Construct 3D NiCo-LDH/Cu2O p-n heterojunction via electrostatic self-assembly for enhanced photocatalytic hydrogen evolution

Hydrogen evolution of inorganic photocatalysts is currently a hot research topic. In order to prepare highly efficient catalysts for hydrogen evolution, p-n type heterojunctions were successfully constructed by closely combining p-type Cu2O and n-type NiCo-LDH with opposite electrical properties by a simple electrostatic self-assembly. In addition, because the positions of the two single catalysts NiCo-LDH and Cu2O Fermi levels are dissimilar from those of traditional p-n heterojunctions, the extremely high movement of Fermi levels forms a strong built-in electric field, which powerfully prevents the gradient diffusion of charge and facilitates the migration of intrinsic photocarriers. Furthermore, the flower cluster NiCo-LDH is composed of two-dimensional thin sheet structure, which has a large specific surface area and can prevent Cu2O agglomeration.
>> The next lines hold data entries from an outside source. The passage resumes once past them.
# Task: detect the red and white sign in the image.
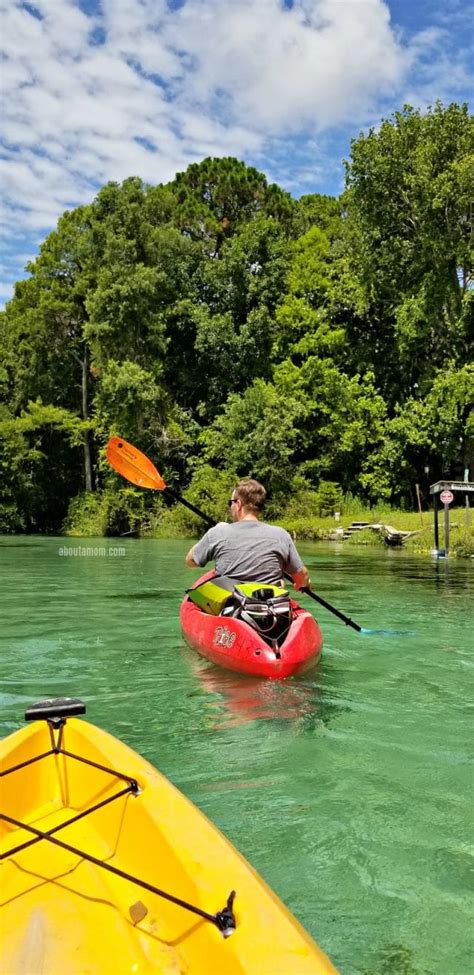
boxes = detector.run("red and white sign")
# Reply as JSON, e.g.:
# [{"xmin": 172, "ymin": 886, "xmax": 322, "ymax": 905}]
[{"xmin": 439, "ymin": 491, "xmax": 454, "ymax": 504}]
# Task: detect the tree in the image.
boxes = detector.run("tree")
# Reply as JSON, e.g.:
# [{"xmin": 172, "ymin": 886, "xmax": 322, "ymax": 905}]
[{"xmin": 344, "ymin": 102, "xmax": 474, "ymax": 402}]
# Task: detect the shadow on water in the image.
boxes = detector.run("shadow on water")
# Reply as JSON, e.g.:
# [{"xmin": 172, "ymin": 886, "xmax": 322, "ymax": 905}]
[
  {"xmin": 105, "ymin": 589, "xmax": 183, "ymax": 601},
  {"xmin": 363, "ymin": 944, "xmax": 430, "ymax": 975},
  {"xmin": 184, "ymin": 657, "xmax": 350, "ymax": 732}
]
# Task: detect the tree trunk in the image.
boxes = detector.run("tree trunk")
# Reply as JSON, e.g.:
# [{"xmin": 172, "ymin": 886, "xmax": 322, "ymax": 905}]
[{"xmin": 81, "ymin": 345, "xmax": 94, "ymax": 491}]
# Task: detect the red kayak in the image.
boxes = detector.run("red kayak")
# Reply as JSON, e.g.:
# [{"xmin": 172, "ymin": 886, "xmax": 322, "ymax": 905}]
[{"xmin": 180, "ymin": 572, "xmax": 323, "ymax": 680}]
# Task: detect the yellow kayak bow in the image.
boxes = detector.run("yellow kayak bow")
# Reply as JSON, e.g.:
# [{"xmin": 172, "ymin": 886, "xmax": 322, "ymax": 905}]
[{"xmin": 0, "ymin": 698, "xmax": 337, "ymax": 975}]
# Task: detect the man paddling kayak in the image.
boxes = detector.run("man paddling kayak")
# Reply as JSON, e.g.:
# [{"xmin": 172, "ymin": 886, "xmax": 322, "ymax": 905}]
[{"xmin": 186, "ymin": 478, "xmax": 311, "ymax": 589}]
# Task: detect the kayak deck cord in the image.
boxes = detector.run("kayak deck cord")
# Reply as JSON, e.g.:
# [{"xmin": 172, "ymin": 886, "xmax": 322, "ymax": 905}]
[{"xmin": 0, "ymin": 717, "xmax": 236, "ymax": 938}]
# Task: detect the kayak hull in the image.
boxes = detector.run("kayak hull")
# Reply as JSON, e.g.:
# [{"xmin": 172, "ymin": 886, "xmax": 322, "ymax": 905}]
[
  {"xmin": 180, "ymin": 573, "xmax": 323, "ymax": 680},
  {"xmin": 0, "ymin": 718, "xmax": 337, "ymax": 975}
]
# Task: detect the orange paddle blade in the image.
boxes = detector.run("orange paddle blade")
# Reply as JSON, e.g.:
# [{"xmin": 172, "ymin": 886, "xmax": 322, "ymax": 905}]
[{"xmin": 106, "ymin": 437, "xmax": 166, "ymax": 491}]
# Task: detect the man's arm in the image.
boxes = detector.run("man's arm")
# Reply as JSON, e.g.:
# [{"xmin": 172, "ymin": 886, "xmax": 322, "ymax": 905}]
[
  {"xmin": 184, "ymin": 545, "xmax": 200, "ymax": 569},
  {"xmin": 292, "ymin": 565, "xmax": 311, "ymax": 589}
]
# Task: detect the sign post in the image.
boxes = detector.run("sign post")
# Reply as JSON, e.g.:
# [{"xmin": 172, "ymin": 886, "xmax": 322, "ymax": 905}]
[{"xmin": 439, "ymin": 491, "xmax": 454, "ymax": 555}]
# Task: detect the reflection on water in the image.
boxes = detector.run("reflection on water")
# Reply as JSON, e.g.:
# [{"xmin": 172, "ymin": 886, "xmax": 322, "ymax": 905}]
[
  {"xmin": 189, "ymin": 654, "xmax": 347, "ymax": 730},
  {"xmin": 0, "ymin": 538, "xmax": 474, "ymax": 975}
]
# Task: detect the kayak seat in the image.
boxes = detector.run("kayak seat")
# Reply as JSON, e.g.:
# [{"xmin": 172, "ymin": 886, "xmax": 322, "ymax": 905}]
[
  {"xmin": 221, "ymin": 583, "xmax": 293, "ymax": 643},
  {"xmin": 187, "ymin": 576, "xmax": 293, "ymax": 644}
]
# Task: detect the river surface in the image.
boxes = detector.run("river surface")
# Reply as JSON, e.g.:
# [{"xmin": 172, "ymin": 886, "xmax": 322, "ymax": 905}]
[{"xmin": 0, "ymin": 536, "xmax": 474, "ymax": 975}]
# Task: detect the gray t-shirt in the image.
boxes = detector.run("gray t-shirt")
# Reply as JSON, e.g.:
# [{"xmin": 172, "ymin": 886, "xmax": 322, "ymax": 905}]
[{"xmin": 193, "ymin": 519, "xmax": 303, "ymax": 585}]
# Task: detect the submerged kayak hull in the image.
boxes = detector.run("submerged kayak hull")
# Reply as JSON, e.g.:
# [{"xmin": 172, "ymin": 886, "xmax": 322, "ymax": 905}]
[
  {"xmin": 0, "ymin": 718, "xmax": 337, "ymax": 975},
  {"xmin": 180, "ymin": 573, "xmax": 323, "ymax": 680}
]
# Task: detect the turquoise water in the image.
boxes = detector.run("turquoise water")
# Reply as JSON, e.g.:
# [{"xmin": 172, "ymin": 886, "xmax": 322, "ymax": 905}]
[{"xmin": 0, "ymin": 537, "xmax": 474, "ymax": 975}]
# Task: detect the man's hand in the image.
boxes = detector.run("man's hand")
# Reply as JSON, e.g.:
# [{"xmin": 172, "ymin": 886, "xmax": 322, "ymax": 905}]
[
  {"xmin": 184, "ymin": 545, "xmax": 200, "ymax": 569},
  {"xmin": 292, "ymin": 565, "xmax": 311, "ymax": 590}
]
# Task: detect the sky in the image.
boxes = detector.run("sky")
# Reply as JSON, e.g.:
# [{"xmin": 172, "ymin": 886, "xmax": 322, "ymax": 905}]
[{"xmin": 0, "ymin": 0, "xmax": 474, "ymax": 305}]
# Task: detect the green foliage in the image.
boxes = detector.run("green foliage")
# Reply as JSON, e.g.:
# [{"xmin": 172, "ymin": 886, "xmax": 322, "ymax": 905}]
[
  {"xmin": 0, "ymin": 119, "xmax": 474, "ymax": 537},
  {"xmin": 451, "ymin": 528, "xmax": 474, "ymax": 559},
  {"xmin": 63, "ymin": 488, "xmax": 161, "ymax": 537}
]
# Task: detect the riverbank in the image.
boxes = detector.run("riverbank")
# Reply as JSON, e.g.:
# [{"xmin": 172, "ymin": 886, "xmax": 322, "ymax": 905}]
[{"xmin": 64, "ymin": 496, "xmax": 474, "ymax": 558}]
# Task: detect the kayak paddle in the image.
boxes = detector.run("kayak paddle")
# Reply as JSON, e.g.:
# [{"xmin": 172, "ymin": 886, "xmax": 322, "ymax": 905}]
[{"xmin": 106, "ymin": 437, "xmax": 366, "ymax": 633}]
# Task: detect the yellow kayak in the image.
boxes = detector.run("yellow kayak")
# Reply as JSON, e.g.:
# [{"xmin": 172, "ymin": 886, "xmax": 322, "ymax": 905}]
[{"xmin": 0, "ymin": 698, "xmax": 337, "ymax": 975}]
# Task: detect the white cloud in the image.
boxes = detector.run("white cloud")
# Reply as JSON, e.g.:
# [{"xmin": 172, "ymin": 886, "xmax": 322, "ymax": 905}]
[{"xmin": 0, "ymin": 0, "xmax": 468, "ymax": 304}]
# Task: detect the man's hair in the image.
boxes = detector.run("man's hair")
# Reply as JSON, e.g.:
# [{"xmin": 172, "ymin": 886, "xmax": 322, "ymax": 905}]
[{"xmin": 234, "ymin": 477, "xmax": 267, "ymax": 512}]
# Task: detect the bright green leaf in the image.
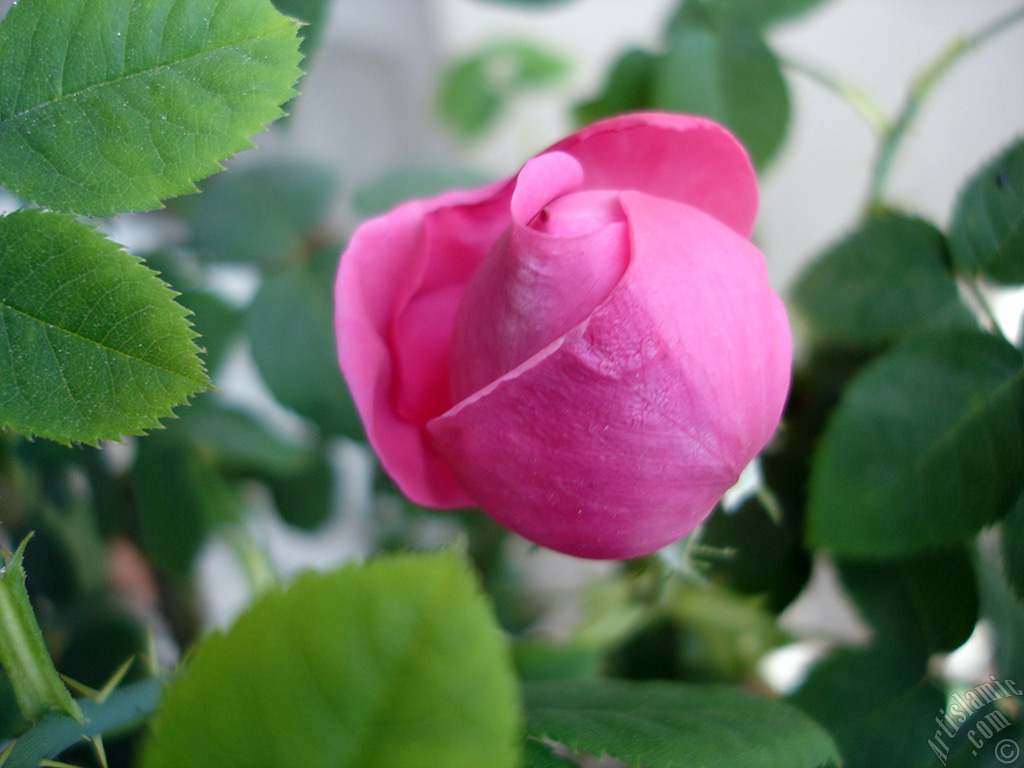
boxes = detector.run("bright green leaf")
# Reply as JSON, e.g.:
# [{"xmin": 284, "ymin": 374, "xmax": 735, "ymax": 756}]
[
  {"xmin": 949, "ymin": 139, "xmax": 1024, "ymax": 283},
  {"xmin": 526, "ymin": 680, "xmax": 838, "ymax": 768},
  {"xmin": 352, "ymin": 166, "xmax": 488, "ymax": 218},
  {"xmin": 574, "ymin": 48, "xmax": 659, "ymax": 125},
  {"xmin": 793, "ymin": 216, "xmax": 972, "ymax": 346},
  {"xmin": 0, "ymin": 0, "xmax": 300, "ymax": 216},
  {"xmin": 651, "ymin": 24, "xmax": 790, "ymax": 167},
  {"xmin": 437, "ymin": 41, "xmax": 567, "ymax": 138},
  {"xmin": 808, "ymin": 331, "xmax": 1024, "ymax": 557},
  {"xmin": 669, "ymin": 0, "xmax": 823, "ymax": 29},
  {"xmin": 141, "ymin": 555, "xmax": 520, "ymax": 768},
  {"xmin": 0, "ymin": 209, "xmax": 208, "ymax": 443},
  {"xmin": 1002, "ymin": 494, "xmax": 1024, "ymax": 602},
  {"xmin": 191, "ymin": 160, "xmax": 336, "ymax": 264},
  {"xmin": 248, "ymin": 267, "xmax": 362, "ymax": 438},
  {"xmin": 129, "ymin": 424, "xmax": 241, "ymax": 575}
]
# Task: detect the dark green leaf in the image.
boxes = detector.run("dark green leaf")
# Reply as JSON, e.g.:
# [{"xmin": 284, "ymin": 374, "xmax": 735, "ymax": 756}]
[
  {"xmin": 574, "ymin": 48, "xmax": 659, "ymax": 124},
  {"xmin": 141, "ymin": 555, "xmax": 520, "ymax": 768},
  {"xmin": 191, "ymin": 160, "xmax": 335, "ymax": 264},
  {"xmin": 526, "ymin": 680, "xmax": 838, "ymax": 768},
  {"xmin": 0, "ymin": 210, "xmax": 208, "ymax": 443},
  {"xmin": 437, "ymin": 41, "xmax": 567, "ymax": 138},
  {"xmin": 0, "ymin": 0, "xmax": 299, "ymax": 216},
  {"xmin": 793, "ymin": 216, "xmax": 973, "ymax": 346},
  {"xmin": 651, "ymin": 25, "xmax": 790, "ymax": 167},
  {"xmin": 182, "ymin": 401, "xmax": 313, "ymax": 475},
  {"xmin": 1002, "ymin": 494, "xmax": 1024, "ymax": 602},
  {"xmin": 669, "ymin": 0, "xmax": 823, "ymax": 30},
  {"xmin": 248, "ymin": 267, "xmax": 362, "ymax": 438},
  {"xmin": 352, "ymin": 165, "xmax": 488, "ymax": 218},
  {"xmin": 808, "ymin": 331, "xmax": 1024, "ymax": 557},
  {"xmin": 949, "ymin": 139, "xmax": 1024, "ymax": 283},
  {"xmin": 129, "ymin": 425, "xmax": 240, "ymax": 575}
]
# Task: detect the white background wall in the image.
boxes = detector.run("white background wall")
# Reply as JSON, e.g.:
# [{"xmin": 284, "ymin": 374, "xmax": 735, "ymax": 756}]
[{"xmin": 284, "ymin": 0, "xmax": 1024, "ymax": 288}]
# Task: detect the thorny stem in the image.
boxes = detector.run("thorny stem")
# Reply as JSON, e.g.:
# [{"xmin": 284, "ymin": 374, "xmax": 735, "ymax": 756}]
[
  {"xmin": 782, "ymin": 58, "xmax": 890, "ymax": 135},
  {"xmin": 867, "ymin": 7, "xmax": 1024, "ymax": 208}
]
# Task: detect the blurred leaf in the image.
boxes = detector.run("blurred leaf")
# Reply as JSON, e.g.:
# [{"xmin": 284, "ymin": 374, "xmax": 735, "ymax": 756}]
[
  {"xmin": 700, "ymin": 497, "xmax": 811, "ymax": 610},
  {"xmin": 512, "ymin": 638, "xmax": 601, "ymax": 680},
  {"xmin": 807, "ymin": 331, "xmax": 1024, "ymax": 557},
  {"xmin": 669, "ymin": 0, "xmax": 823, "ymax": 30},
  {"xmin": 651, "ymin": 25, "xmax": 790, "ymax": 167},
  {"xmin": 1002, "ymin": 494, "xmax": 1024, "ymax": 602},
  {"xmin": 191, "ymin": 160, "xmax": 335, "ymax": 265},
  {"xmin": 0, "ymin": 0, "xmax": 300, "ymax": 216},
  {"xmin": 0, "ymin": 210, "xmax": 208, "ymax": 443},
  {"xmin": 264, "ymin": 453, "xmax": 334, "ymax": 530},
  {"xmin": 129, "ymin": 425, "xmax": 240, "ymax": 575},
  {"xmin": 526, "ymin": 680, "xmax": 838, "ymax": 768},
  {"xmin": 949, "ymin": 138, "xmax": 1024, "ymax": 283},
  {"xmin": 248, "ymin": 267, "xmax": 362, "ymax": 439},
  {"xmin": 793, "ymin": 216, "xmax": 977, "ymax": 346},
  {"xmin": 178, "ymin": 290, "xmax": 243, "ymax": 371},
  {"xmin": 437, "ymin": 40, "xmax": 568, "ymax": 138},
  {"xmin": 573, "ymin": 48, "xmax": 659, "ymax": 125},
  {"xmin": 352, "ymin": 165, "xmax": 488, "ymax": 218},
  {"xmin": 141, "ymin": 555, "xmax": 520, "ymax": 768}
]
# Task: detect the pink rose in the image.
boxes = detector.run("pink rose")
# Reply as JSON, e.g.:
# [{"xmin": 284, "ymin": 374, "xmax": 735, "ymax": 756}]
[{"xmin": 336, "ymin": 114, "xmax": 791, "ymax": 558}]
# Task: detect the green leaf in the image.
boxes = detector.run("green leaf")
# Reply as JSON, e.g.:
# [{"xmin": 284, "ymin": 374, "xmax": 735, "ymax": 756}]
[
  {"xmin": 141, "ymin": 555, "xmax": 520, "ymax": 768},
  {"xmin": 129, "ymin": 425, "xmax": 241, "ymax": 575},
  {"xmin": 793, "ymin": 216, "xmax": 973, "ymax": 346},
  {"xmin": 0, "ymin": 210, "xmax": 208, "ymax": 443},
  {"xmin": 3, "ymin": 677, "xmax": 165, "ymax": 768},
  {"xmin": 1002, "ymin": 494, "xmax": 1024, "ymax": 602},
  {"xmin": 0, "ymin": 0, "xmax": 300, "ymax": 216},
  {"xmin": 0, "ymin": 535, "xmax": 82, "ymax": 721},
  {"xmin": 669, "ymin": 0, "xmax": 823, "ymax": 30},
  {"xmin": 191, "ymin": 160, "xmax": 336, "ymax": 264},
  {"xmin": 248, "ymin": 266, "xmax": 362, "ymax": 439},
  {"xmin": 807, "ymin": 331, "xmax": 1024, "ymax": 557},
  {"xmin": 526, "ymin": 680, "xmax": 838, "ymax": 768},
  {"xmin": 437, "ymin": 40, "xmax": 568, "ymax": 138},
  {"xmin": 352, "ymin": 165, "xmax": 489, "ymax": 218},
  {"xmin": 573, "ymin": 48, "xmax": 660, "ymax": 125},
  {"xmin": 949, "ymin": 138, "xmax": 1024, "ymax": 283},
  {"xmin": 651, "ymin": 24, "xmax": 790, "ymax": 167}
]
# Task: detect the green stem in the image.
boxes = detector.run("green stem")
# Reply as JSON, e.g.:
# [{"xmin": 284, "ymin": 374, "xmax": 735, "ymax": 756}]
[
  {"xmin": 867, "ymin": 8, "xmax": 1024, "ymax": 210},
  {"xmin": 782, "ymin": 58, "xmax": 890, "ymax": 134}
]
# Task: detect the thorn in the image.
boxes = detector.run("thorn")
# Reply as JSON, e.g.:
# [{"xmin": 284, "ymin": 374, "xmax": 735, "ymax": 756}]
[
  {"xmin": 92, "ymin": 656, "xmax": 135, "ymax": 703},
  {"xmin": 57, "ymin": 672, "xmax": 96, "ymax": 696},
  {"xmin": 88, "ymin": 734, "xmax": 111, "ymax": 768}
]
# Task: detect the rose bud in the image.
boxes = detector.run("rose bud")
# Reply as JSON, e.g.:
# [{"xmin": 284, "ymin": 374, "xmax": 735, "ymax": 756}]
[{"xmin": 336, "ymin": 114, "xmax": 792, "ymax": 558}]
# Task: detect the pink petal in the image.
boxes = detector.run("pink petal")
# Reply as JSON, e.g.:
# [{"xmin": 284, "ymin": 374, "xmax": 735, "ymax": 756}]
[
  {"xmin": 548, "ymin": 113, "xmax": 758, "ymax": 238},
  {"xmin": 335, "ymin": 181, "xmax": 512, "ymax": 507},
  {"xmin": 428, "ymin": 193, "xmax": 790, "ymax": 558}
]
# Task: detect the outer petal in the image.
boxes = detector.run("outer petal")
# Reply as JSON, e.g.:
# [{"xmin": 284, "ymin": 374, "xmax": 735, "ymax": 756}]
[
  {"xmin": 335, "ymin": 181, "xmax": 512, "ymax": 507},
  {"xmin": 549, "ymin": 113, "xmax": 758, "ymax": 238},
  {"xmin": 428, "ymin": 193, "xmax": 791, "ymax": 558}
]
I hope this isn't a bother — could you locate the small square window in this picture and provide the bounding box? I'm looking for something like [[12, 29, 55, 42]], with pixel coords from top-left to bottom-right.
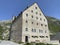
[[41, 24, 43, 26], [45, 25, 47, 27], [39, 29, 43, 33], [32, 29, 34, 32], [37, 23, 38, 25], [31, 16, 33, 18], [40, 13, 41, 16], [32, 22, 33, 24], [40, 18, 42, 20], [26, 28, 28, 31], [35, 7, 37, 9], [26, 14, 28, 17], [26, 20, 28, 23], [46, 36, 48, 38], [36, 17, 38, 19], [31, 10, 33, 12], [44, 19, 45, 21], [40, 36, 44, 38]]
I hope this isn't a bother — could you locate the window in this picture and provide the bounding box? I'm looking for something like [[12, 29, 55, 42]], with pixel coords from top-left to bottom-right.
[[34, 29, 36, 32], [45, 25, 47, 27], [36, 12, 38, 14], [40, 18, 42, 20], [35, 7, 37, 9], [40, 13, 41, 16], [32, 36, 38, 38], [32, 29, 36, 32], [37, 23, 38, 25], [46, 36, 48, 38], [26, 14, 28, 17], [26, 20, 28, 23], [31, 10, 33, 12], [44, 19, 45, 21], [36, 17, 38, 19], [32, 29, 34, 32], [41, 24, 43, 26], [32, 22, 33, 24], [45, 30, 47, 33], [31, 16, 33, 18], [39, 29, 43, 33], [40, 36, 44, 38], [25, 28, 28, 31]]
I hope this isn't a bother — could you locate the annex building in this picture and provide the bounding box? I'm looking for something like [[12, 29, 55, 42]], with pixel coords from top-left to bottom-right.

Under the condition of using triethanolamine solution and eosin Y (EY) respectively as sacrifice reagent reducing agent and photosensitizer, the composite catalyst has reached 18332 mu mol.g(-1) in 5 h, which was increased by 8.5 times compared to the pure Cu2O. This research provides an innovative strategy to construct a heterojunction between a metal double-layer hydroxide and a non-noble metal oxide to realize an effective photocatalytic hydrogen production. (C) 2022 The Korean Society of Industrial and Engineering Chemistry. Published by Elsevier B.V. All rights reserved.

Automated summary

The hydrogen evolution of inorganic photocatalysts is a hot research topic. By constructing p-n type heterojunctions, an internal electric field is formed to prevent charge diffusion and promote the migration of photocarriers. The two-dimensional thin sheet structure of flower cluster NiCo-LDH prevents the agglomeration of Cu2O. The composite catalyst shows significantly increased efficiency in hydrogen evolution under specific conditions, providing an innovative strategy for photocatalytic hydrogen production.